Jean-Claude Juncker: Cette position est et restera ferme. Elle a été annoncée lors du débat sur la fiscalité de l’épargne au Conseil européen de Feira (juin 2000); pour le Luxembourg, équivalent signifie identique... Nous avons toujours plaidé pour le modèle de coexistence chaque pays étant libre de choisir entre imposition à la source et échange d’information qui nous aurait permis de trouver un terrain d’entente avec la Suisse et les autre pays tiers. La majorité du Conseil européen n’en a pas voulu et, sous pression britannique, a décidé de mettre l’accent sur l’échange d’informations et donc sur l’abolition du secret bancaire. Les autres m’ont dit que, de toute façon, le secret bancaire n’avait aucune chance, qu’il y avait une tendance mondiale à l’abolir, et que viendra le jour où la Suisse prendra aussi cette direction. Nous n’avons, quant à nous, jamais laissé dans le doute nos partenaires de l’UE quant à la fermeté de notre position.

Tribune de Genève: Cela signifie que la directive est mort-née...

Jean-Claude Juncker: Il faut que les négociations avec la Suisse débutent sérieusement. Le moment venu, au vu des résultats, on verra si les mesures peuvent être considérées comme équivalentes au sens où nous l’entendons. Je tirerai les conclusions d’un résultat de négociations qui ne correspondrait pas à nos exigences, soit un échange d’informations accepté par toutes les places financières concurrentes de celles de l’UE et notamment de la place luxembourgeoise.

Tribune de Genève: Sur les autres points, on craint, en Suisse, qu’une adhésion à Schengen ou un accord avec l’UE sur la fraude douanière porte aussi atteinte au secret bancaire...

Jean-Claude Juncker: Je ne lis pas les arrangements de Schengen comme nous imposant, à nous Luxembourgeois, d’abolir le secret bancaire.

Tribune de Genève: N’est-il pas question d’élargir l’entraide judiciaire liée à Schengen à l’évasion fiscale?

Jean-Claude Juncker: Je crois que la Suisse pourra accepter tous les arrangements que le Luxembourg aura acceptés avant elle.

Tribune de Genève: Vous ne ressentez pas de pression de l’UE dans ces dossiers?

Jean-Claude Juncker: Je ne sens pas une pression telle qui ferait de moi un inquiet. Je dors bien!

Tribune de Genève: Le secret bancaire a donc encore de belles années devant lui?

Jean-Claude Juncker: Je ne suis pas un fétichiste du secret bancaire. Mais je m’inscris en faux contre l’idée que tout pays qui dispose d’une législation en matière de secret bancaire serait un paradis fiscal, havre de tous les criminels du monde. Le juge d’instruction ne connaît pas le secret bancaire lorsqu’il s’agit de lutter contre la criminalité. Je constate d’ailleurs que la Suisse et le Luxembourg ont dû geler, au lendemain du 11 septembre, moins de comptes que les autres pays qui n’ont pas de secret bancaire. Sans doute dira-t-on que c’est précisément dû au secret bancaire. Je répondrai que le fait de n’avoir pas de secret bancaire n’immunise pas les centres financiers contre les velléités criminelles.

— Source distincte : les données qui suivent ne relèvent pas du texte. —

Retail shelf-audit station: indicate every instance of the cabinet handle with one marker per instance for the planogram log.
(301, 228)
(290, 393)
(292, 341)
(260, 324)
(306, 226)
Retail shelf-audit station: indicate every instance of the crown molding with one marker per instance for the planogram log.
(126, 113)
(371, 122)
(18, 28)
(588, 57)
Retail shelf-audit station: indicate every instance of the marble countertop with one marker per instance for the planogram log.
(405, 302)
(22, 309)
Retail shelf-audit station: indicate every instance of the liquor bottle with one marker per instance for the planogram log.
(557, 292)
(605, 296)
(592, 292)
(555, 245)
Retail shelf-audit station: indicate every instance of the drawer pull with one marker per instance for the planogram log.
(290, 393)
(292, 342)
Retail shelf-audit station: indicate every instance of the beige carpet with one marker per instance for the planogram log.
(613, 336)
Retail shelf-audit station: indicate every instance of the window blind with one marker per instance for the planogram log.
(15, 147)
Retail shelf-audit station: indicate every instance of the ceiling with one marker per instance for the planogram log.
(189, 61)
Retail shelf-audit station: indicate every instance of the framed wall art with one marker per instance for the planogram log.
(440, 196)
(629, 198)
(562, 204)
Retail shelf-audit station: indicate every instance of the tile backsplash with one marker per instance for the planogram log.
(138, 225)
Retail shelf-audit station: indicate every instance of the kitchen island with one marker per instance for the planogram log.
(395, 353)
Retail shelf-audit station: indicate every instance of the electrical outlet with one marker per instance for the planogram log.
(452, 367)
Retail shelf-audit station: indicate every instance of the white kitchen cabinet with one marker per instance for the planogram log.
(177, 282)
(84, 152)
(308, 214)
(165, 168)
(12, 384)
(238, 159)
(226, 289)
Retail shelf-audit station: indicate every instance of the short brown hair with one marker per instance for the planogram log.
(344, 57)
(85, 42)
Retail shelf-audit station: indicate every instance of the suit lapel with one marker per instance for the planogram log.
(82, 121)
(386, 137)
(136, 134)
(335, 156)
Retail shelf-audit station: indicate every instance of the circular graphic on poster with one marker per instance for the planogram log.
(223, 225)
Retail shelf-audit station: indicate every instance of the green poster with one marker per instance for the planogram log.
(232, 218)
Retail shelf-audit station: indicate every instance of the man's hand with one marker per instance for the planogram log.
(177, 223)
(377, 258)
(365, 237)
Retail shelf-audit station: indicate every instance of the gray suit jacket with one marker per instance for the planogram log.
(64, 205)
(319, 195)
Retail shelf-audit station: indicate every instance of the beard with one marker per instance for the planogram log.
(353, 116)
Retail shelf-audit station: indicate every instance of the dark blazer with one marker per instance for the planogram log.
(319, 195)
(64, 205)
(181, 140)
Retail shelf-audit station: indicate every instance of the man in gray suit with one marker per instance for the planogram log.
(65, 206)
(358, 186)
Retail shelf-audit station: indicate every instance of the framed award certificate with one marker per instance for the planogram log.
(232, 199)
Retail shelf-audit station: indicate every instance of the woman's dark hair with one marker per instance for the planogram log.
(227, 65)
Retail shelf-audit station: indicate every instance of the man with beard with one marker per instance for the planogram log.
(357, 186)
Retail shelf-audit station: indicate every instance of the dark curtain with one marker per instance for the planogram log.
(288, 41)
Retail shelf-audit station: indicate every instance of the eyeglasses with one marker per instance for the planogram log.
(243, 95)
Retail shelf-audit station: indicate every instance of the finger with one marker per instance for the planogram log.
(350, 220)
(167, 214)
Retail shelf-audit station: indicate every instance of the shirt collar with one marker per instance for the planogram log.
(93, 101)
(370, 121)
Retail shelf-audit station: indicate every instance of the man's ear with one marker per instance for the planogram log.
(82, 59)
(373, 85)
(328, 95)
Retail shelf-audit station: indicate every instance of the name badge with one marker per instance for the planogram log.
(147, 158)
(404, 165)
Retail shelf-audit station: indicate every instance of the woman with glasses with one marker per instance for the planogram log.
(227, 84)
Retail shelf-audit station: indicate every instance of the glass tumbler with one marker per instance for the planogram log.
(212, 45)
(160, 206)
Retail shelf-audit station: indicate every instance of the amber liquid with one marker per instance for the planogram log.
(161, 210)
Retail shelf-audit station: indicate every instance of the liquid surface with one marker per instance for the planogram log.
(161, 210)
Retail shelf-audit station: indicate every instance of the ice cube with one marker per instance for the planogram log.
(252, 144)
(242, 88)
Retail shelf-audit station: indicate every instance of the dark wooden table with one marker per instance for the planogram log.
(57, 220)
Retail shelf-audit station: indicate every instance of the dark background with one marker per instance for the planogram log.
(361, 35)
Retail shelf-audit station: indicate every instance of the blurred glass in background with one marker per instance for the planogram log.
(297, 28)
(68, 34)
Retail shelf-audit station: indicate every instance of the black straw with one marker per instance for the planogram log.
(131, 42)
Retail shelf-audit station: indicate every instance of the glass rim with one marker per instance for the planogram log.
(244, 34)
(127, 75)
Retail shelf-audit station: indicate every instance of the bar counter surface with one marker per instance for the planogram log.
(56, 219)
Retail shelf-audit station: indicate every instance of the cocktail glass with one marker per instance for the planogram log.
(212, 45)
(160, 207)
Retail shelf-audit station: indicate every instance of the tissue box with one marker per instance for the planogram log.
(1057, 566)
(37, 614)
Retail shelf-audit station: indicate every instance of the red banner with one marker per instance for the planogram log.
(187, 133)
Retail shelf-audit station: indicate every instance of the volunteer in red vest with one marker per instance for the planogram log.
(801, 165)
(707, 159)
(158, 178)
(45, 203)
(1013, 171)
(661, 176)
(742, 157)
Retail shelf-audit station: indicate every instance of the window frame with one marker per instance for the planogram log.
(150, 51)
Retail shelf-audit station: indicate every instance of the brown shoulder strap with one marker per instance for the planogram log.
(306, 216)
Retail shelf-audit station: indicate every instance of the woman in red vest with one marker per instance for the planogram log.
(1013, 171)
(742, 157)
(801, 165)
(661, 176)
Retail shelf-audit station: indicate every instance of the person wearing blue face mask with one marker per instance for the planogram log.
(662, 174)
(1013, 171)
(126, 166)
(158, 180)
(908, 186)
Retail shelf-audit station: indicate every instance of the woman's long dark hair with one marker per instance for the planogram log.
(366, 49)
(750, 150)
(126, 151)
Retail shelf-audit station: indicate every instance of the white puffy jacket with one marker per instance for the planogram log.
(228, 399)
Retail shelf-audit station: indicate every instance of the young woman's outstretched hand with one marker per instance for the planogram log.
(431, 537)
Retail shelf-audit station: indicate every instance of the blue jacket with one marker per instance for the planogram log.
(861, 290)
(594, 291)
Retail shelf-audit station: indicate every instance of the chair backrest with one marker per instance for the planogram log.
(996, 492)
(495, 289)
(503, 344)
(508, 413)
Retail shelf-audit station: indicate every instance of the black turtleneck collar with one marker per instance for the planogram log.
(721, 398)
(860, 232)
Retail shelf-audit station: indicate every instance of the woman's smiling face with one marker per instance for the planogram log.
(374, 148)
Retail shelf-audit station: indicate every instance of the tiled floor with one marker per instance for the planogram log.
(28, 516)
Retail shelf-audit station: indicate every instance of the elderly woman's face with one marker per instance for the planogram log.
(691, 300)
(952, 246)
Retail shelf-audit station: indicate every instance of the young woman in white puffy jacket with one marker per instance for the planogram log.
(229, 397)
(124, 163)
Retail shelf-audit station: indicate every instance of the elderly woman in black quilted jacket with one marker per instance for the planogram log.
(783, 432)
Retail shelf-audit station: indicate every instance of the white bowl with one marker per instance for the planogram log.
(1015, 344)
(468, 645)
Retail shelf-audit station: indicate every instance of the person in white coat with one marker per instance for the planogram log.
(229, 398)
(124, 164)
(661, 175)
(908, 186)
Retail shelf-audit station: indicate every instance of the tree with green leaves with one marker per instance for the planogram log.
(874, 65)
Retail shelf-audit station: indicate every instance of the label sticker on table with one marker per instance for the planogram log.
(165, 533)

Tribune de Genève: Des banquiers prétendent que les pressions contre le secret bancaire visent à nuire à la réputation de leur place financière, qu’il s’agit d’une guerre de concurrence.

Jean-Claude Juncker: Je n’analyse pas la démarche fiscale de l’Union européenne comme une tentative de mettre fin au centre financier luxembourgeois, et par extension suisse. Ces arguments qu’agitent certains banquiers pour faire de la controverse fiscale un débat de pavillon ne sont pas pertinents.